Of this, I have no doubt.

Stranger

I just got a scientific article to peer review that was obviously written by a chatbot. I didn’t bother going through every little detail, just recommended rejection with a note to the editor “this is absolute garbage. Next time look at these before you send it out to me”.

I have better things to do with my time.

Pointless sidetrack, but I can tell you from personal experience - grad students are friggen EXPENSIVE. Mine cost me >$50K per year…

Compared to a postdoc?

Stranger

It varies among institutions but for me they’re about the same give or take because I have to pay the grad student’s tuition as well - a grad student is about 10K cheaper than a postdoc but even that varies because I take students from multiple programs and the stipends can vary wildly.

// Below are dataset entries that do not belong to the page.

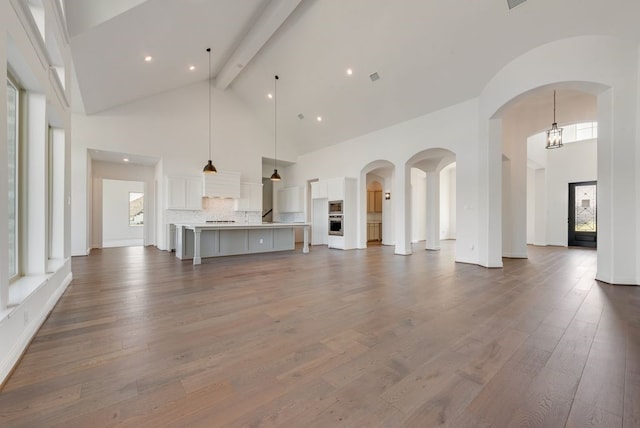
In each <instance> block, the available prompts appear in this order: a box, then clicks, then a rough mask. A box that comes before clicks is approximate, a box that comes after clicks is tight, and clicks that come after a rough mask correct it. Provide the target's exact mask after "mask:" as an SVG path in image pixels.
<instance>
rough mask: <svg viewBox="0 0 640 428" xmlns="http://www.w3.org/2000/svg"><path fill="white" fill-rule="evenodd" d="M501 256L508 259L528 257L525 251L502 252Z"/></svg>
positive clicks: (518, 258)
mask: <svg viewBox="0 0 640 428" xmlns="http://www.w3.org/2000/svg"><path fill="white" fill-rule="evenodd" d="M502 257H506V258H508V259H528V258H529V256H528V255H527V253H503V254H502Z"/></svg>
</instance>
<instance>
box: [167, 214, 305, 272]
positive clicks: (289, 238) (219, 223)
mask: <svg viewBox="0 0 640 428" xmlns="http://www.w3.org/2000/svg"><path fill="white" fill-rule="evenodd" d="M173 224H174V225H175V227H176V232H177V233H178V238H177V242H178V246H179V249H178V251H177V254H176V255H177V256H178V257H180V258H191V257H193V264H194V265H197V264H200V263H201V262H202V257H214V256H216V255H230V254H252V253H254V252H267V251H280V250H283V249H293V245H294V243H293V241H290V243H289V244H287V246H286V247H280V246H277V245H275V244H274V242H275V238H271V236H270V235H264V234H265V233H269V234H273V235H275V233H276V232H275V229H291V232H290V234H289V233H287V232H286V231H282V232H284V233H285V236H290V237H291V238H288V239H291V240H293V236H294V235H293V229H303V230H304V245H303V248H302V252H303V253H305V254H306V253H308V252H309V228H310V226H311V225H310V224H309V223H243V222H225V221H216V222H209V223H202V222H185V221H182V222H176V223H173ZM187 230H188V231H191V233H192V235H193V238H192V239H193V247H192V248H193V252H192V253H191V251H190V250H189V251H188V252H189V253H191V254H192V256H191V255H189V254H187V252H185V251H184V250H185V249H186V247H185V245H187V247H191V245H190V244H187V238H186V236H185V233H186V231H187ZM251 230H254V231H255V232H246V233H245V235H246V234H247V233H248V235H246V236H244V235H242V236H234V235H229V234H231V233H235V234H237V233H241V231H251ZM259 230H262V231H264V232H258V231H259ZM267 230H274V231H273V233H271V232H266V231H267ZM215 231H218V232H219V233H217V232H215ZM223 231H229V232H223ZM232 231H236V232H232ZM211 233H217V235H212V236H213V238H212V239H214V241H215V240H216V239H217V241H215V242H213V244H212V243H211V236H210V235H209V234H211ZM223 233H224V235H222V234H223ZM205 234H206V235H207V237H204V235H205ZM257 235H260V236H257ZM263 235H264V236H263ZM252 236H253V237H255V238H256V239H257V241H256V243H253V242H252V241H251V237H252ZM203 239H205V240H207V244H203V243H202V240H203ZM238 239H239V240H238ZM190 240H191V239H189V241H190ZM270 242H271V243H272V244H271V245H272V247H270V248H269V247H268V244H269V243H270ZM202 245H204V246H205V248H209V249H211V248H213V253H210V254H202V251H203V248H202Z"/></svg>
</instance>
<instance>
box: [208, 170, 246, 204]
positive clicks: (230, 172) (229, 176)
mask: <svg viewBox="0 0 640 428" xmlns="http://www.w3.org/2000/svg"><path fill="white" fill-rule="evenodd" d="M202 184H203V190H204V193H203V196H206V197H208V198H234V199H238V198H240V173H239V172H235V171H218V173H217V174H202Z"/></svg>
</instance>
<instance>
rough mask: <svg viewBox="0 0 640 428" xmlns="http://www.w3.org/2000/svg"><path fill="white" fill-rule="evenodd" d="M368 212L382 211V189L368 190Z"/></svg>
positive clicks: (367, 200) (367, 209)
mask: <svg viewBox="0 0 640 428" xmlns="http://www.w3.org/2000/svg"><path fill="white" fill-rule="evenodd" d="M367 212H370V213H381V212H382V190H369V191H367Z"/></svg>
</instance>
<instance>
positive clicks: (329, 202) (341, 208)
mask: <svg viewBox="0 0 640 428" xmlns="http://www.w3.org/2000/svg"><path fill="white" fill-rule="evenodd" d="M342 213H343V212H342V201H329V215H332V214H342Z"/></svg>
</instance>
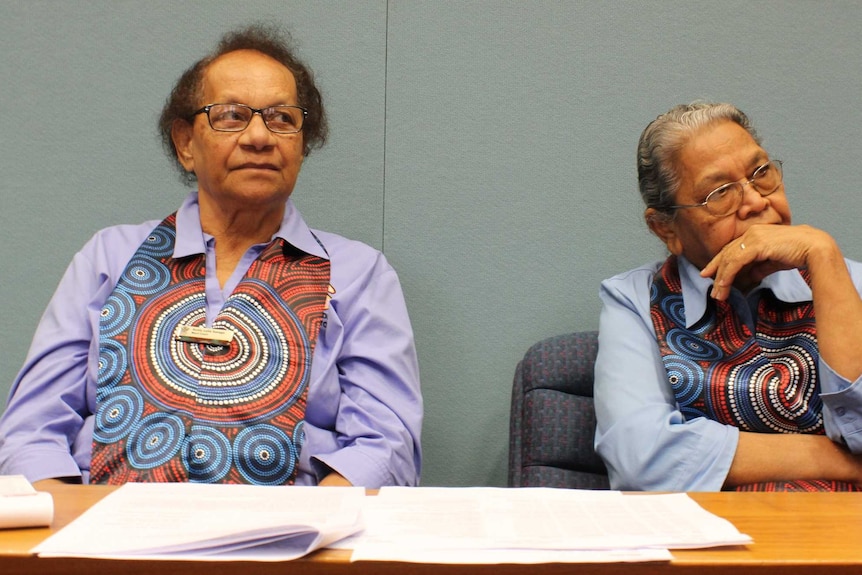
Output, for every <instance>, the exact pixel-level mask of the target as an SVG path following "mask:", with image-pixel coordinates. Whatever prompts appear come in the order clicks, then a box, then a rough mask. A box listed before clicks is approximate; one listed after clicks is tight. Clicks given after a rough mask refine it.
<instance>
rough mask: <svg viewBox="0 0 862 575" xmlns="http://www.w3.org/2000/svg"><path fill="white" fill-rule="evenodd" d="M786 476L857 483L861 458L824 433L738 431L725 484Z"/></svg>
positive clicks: (861, 468)
mask: <svg viewBox="0 0 862 575" xmlns="http://www.w3.org/2000/svg"><path fill="white" fill-rule="evenodd" d="M788 479H828V480H835V481H847V482H851V483H855V484H858V483H860V481H862V459H860V457H859V456H856V455H853V454H851V453H850V452H849V451H848V450H847V449H845V448H844V447H842V446H841V445H839V444H837V443H835V442H833V441H832V440H831V439H829V438H828V437H826V436H825V435H802V434H783V433H751V432H741V433H740V434H739V442H738V444H737V448H736V453H735V454H734V457H733V463H732V464H731V466H730V471H729V472H728V474H727V478H726V479H725V482H724V488H733V487H736V486H738V485H744V484H747V483H760V482H765V481H782V480H788Z"/></svg>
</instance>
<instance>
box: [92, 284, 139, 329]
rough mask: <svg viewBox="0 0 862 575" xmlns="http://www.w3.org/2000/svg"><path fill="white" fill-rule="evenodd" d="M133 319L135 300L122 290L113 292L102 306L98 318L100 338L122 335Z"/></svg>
mask: <svg viewBox="0 0 862 575" xmlns="http://www.w3.org/2000/svg"><path fill="white" fill-rule="evenodd" d="M134 317H135V300H134V299H132V296H131V295H129V294H128V293H126V292H125V291H123V290H114V293H112V294H111V295H110V296H108V299H107V300H106V301H105V305H104V306H102V312H101V316H100V317H99V335H100V337H103V338H105V337H114V336H115V335H117V334H119V333H122V332H123V331H125V330H126V329H128V327H129V326H130V325H131V323H132V319H134Z"/></svg>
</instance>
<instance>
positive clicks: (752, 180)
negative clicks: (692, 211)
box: [667, 160, 783, 217]
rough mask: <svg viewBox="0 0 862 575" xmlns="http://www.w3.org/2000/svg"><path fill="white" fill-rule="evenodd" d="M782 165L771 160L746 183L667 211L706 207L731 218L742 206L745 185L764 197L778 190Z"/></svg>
mask: <svg viewBox="0 0 862 575" xmlns="http://www.w3.org/2000/svg"><path fill="white" fill-rule="evenodd" d="M782 164H783V162H782V161H781V160H770V161H768V162H766V163H765V164H763V165H762V166H759V167H758V168H757V169H756V170H754V173H753V174H751V177H750V178H749V179H748V180H746V181H745V182H730V183H729V184H724V185H723V186H720V187H718V188H716V189H714V190H713V191H711V192H710V193H709V194H707V196H706V199H705V200H704V201H702V202H701V203H699V204H682V205H677V206H668V207H667V209H673V210H678V209H684V208H704V207H705V208H706V209H707V211H708V212H709V213H710V214H712V215H714V216H718V217H722V216H729V215H730V214H732V213H733V212H735V211H736V210H738V209H739V206H741V205H742V198H743V196H744V195H745V184H750V185H751V187H752V188H753V189H754V191H756V192H757V193H758V194H760V195H761V196H764V197H766V196H768V195H769V194H771V193H773V192H774V191H775V190H777V189H778V188H779V187H780V186H781V181H782Z"/></svg>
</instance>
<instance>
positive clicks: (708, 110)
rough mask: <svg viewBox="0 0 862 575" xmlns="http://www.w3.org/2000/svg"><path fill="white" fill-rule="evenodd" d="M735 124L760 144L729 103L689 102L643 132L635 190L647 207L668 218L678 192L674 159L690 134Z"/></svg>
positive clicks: (674, 110)
mask: <svg viewBox="0 0 862 575" xmlns="http://www.w3.org/2000/svg"><path fill="white" fill-rule="evenodd" d="M728 120H729V121H731V122H736V123H737V124H739V125H740V126H742V127H743V128H745V130H746V131H747V132H748V133H749V134H751V137H752V138H754V141H755V142H757V144H758V145H760V138H759V137H758V136H757V133H756V132H755V130H754V127H753V126H752V125H751V122H750V121H749V119H748V116H746V115H745V114H744V113H743V112H742V110H740V109H739V108H737V107H736V106H734V105H733V104H721V103H712V102H693V103H691V104H680V105H678V106H674V107H673V108H671V109H670V110H668V111H667V112H666V113H664V114H662V115H661V116H659V117H658V118H656V119H655V120H653V121H652V122H650V124H649V125H648V126H647V127H646V128H645V129H644V131H643V133H642V134H641V137H640V140H639V141H638V187H639V188H640V193H641V198H642V199H643V201H644V204H646V207H647V208H654V209H655V210H657V211H658V212H659V213H660V214H662V215H664V216H667V217H671V216H672V213H673V212H672V210H670V209H669V208H670V206H672V205H673V204H674V203H675V198H676V194H677V192H678V191H679V186H680V175H679V169H678V168H679V167H678V166H677V163H676V160H677V156H678V155H679V152H680V151H681V150H682V148H683V147H684V146H685V145H686V144H687V143H688V141H689V139H690V137H691V135H692V134H693V133H694V132H696V131H697V130H699V129H700V128H702V127H704V126H708V125H709V124H713V123H716V122H722V121H728Z"/></svg>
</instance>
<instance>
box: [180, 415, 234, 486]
mask: <svg viewBox="0 0 862 575" xmlns="http://www.w3.org/2000/svg"><path fill="white" fill-rule="evenodd" d="M232 463H233V452H232V450H231V446H230V441H229V440H228V438H227V437H226V436H225V434H224V433H222V432H221V431H219V430H218V429H215V428H212V427H207V426H203V425H193V426H192V432H191V435H190V436H189V439H188V446H187V447H186V449H185V450H184V452H183V464H184V465H185V467H186V469H188V471H189V480H191V481H199V482H202V483H215V482H217V481H219V480H220V479H222V478H223V477H225V476H226V475H227V474H228V472H229V471H230V467H231V464H232Z"/></svg>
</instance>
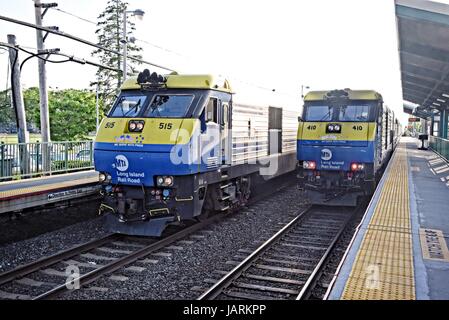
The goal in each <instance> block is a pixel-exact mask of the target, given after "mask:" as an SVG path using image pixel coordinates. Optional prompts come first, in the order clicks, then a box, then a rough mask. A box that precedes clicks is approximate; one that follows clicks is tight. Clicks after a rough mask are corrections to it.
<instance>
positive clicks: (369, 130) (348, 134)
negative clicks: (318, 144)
mask: <svg viewBox="0 0 449 320" xmlns="http://www.w3.org/2000/svg"><path fill="white" fill-rule="evenodd" d="M330 123H332V124H338V125H340V127H341V133H326V128H327V126H328V124H330ZM375 137H376V123H374V122H338V121H337V122H332V121H329V122H300V123H299V126H298V137H297V138H298V140H337V141H338V140H344V141H361V140H364V141H365V140H367V141H374V139H375Z"/></svg>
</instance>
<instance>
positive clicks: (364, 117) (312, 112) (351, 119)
mask: <svg viewBox="0 0 449 320" xmlns="http://www.w3.org/2000/svg"><path fill="white" fill-rule="evenodd" d="M376 104H377V102H371V103H370V102H365V103H353V104H348V105H343V106H327V105H324V104H323V103H321V104H306V105H305V108H304V120H305V121H314V122H320V121H323V122H326V121H341V122H367V121H374V113H375V110H376V108H375V105H376Z"/></svg>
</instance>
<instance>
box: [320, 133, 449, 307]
mask: <svg viewBox="0 0 449 320" xmlns="http://www.w3.org/2000/svg"><path fill="white" fill-rule="evenodd" d="M418 146H420V141H419V140H417V139H413V138H402V139H401V142H400V145H399V146H398V148H397V150H396V152H395V154H394V156H393V158H392V161H390V164H389V166H388V168H387V170H386V172H385V174H384V177H383V178H382V181H381V183H380V184H379V187H378V189H377V190H376V192H375V195H374V197H373V200H372V201H371V203H370V205H369V207H368V209H367V211H366V213H365V216H364V218H363V221H362V222H361V224H360V225H359V228H358V231H357V233H356V234H355V235H354V237H353V239H352V242H351V245H350V247H349V248H348V250H347V252H346V254H345V257H344V260H343V261H342V263H341V264H340V266H339V268H338V270H337V272H336V275H335V277H334V280H333V282H332V284H331V286H330V288H329V290H328V293H327V295H326V296H327V299H332V300H337V299H388V300H390V299H419V300H421V299H424V300H425V299H449V251H448V237H449V164H448V163H447V162H446V161H445V160H443V159H442V158H440V157H439V156H438V155H436V154H435V153H434V152H433V151H430V150H429V151H422V150H418ZM401 179H402V180H401Z"/></svg>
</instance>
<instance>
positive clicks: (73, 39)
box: [0, 15, 175, 71]
mask: <svg viewBox="0 0 449 320" xmlns="http://www.w3.org/2000/svg"><path fill="white" fill-rule="evenodd" d="M0 20H4V21H8V22H12V23H15V24H20V25H22V26H25V27H29V28H33V29H37V30H41V31H45V32H49V33H52V34H55V35H58V36H61V37H65V38H68V39H71V40H74V41H77V42H81V43H84V44H86V45H88V46H91V47H95V48H98V49H100V50H103V51H107V52H111V53H114V54H116V55H119V56H123V53H121V52H119V51H116V50H113V49H109V48H105V47H103V46H100V45H98V44H96V43H93V42H91V41H88V40H85V39H82V38H80V37H77V36H73V35H71V34H69V33H65V32H62V31H57V30H53V29H50V28H47V27H42V26H38V25H36V24H32V23H29V22H25V21H21V20H17V19H13V18H10V17H6V16H2V15H0ZM128 59H130V60H134V61H138V62H141V63H144V64H148V65H150V66H153V67H156V68H160V69H164V70H167V71H175V70H173V69H171V68H167V67H164V66H161V65H158V64H156V63H152V62H149V61H145V60H143V59H139V58H136V57H133V56H128Z"/></svg>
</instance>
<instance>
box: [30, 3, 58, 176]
mask: <svg viewBox="0 0 449 320" xmlns="http://www.w3.org/2000/svg"><path fill="white" fill-rule="evenodd" d="M56 5H57V4H55V3H51V4H42V3H41V1H40V0H34V13H35V16H36V25H38V26H39V27H42V17H43V16H44V14H45V13H46V12H47V10H48V8H50V7H55V6H56ZM43 7H44V8H45V11H44V13H42V8H43ZM36 39H37V51H38V53H39V52H43V51H44V50H45V48H44V35H43V33H42V30H39V29H36ZM38 70H39V98H40V118H41V136H42V142H43V145H42V146H43V150H42V167H43V170H44V171H49V170H50V152H49V143H50V115H49V111H48V92H47V72H46V70H45V61H44V60H42V59H38Z"/></svg>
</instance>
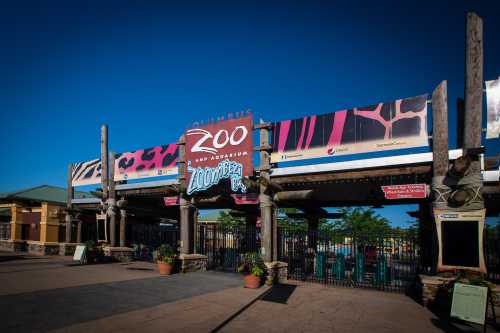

It can be cheaper at other places.

On edit - you might ask why take students at all? First, I’m evaluated on many criteria; one of which is how many grad students I graduate. Second, historically, my grad students, on average, are actually more productive than postdocs - students HAVE to have 3 data chapters in their theses, which translates to ~3 papers. I’ve had postdocs who pubished nothing. Grad students can’t get away with that.

Holy inflation, Batman. 50 years ago I made $400 a month in central Illinois and was able to save some of it.
My field doesn’t do postdocs since it is very easy to get a good researchy industry job without one.

I mentioned someplace else that if the paper is old enough not to have been entered into the online paper repository it might as well not exist. I haven’t seen this effect, but I don’t doubt it. Sometimes the Least Publishable Unit as a friend of mine calls it, gets smaller and smaller, so you have to make up for having only a smidgin of useful results with a lot of blab.
Which reminds me of another way to tell the difference between a real and AI paper. One of them always begins with a statement that the industry will just collapse if this 1% improvement in the speed of an algorithm is not adopted. The other is the AI paper. (Grad student papers are awful about this.)

Does her school have a policy yet that equates using AI to plagarism viz. will get your butt kicked out of school?

If a grad student (or post-doc!) costs $50k of research funds, not all of that goes directly to support them; obviously the university gets half or so.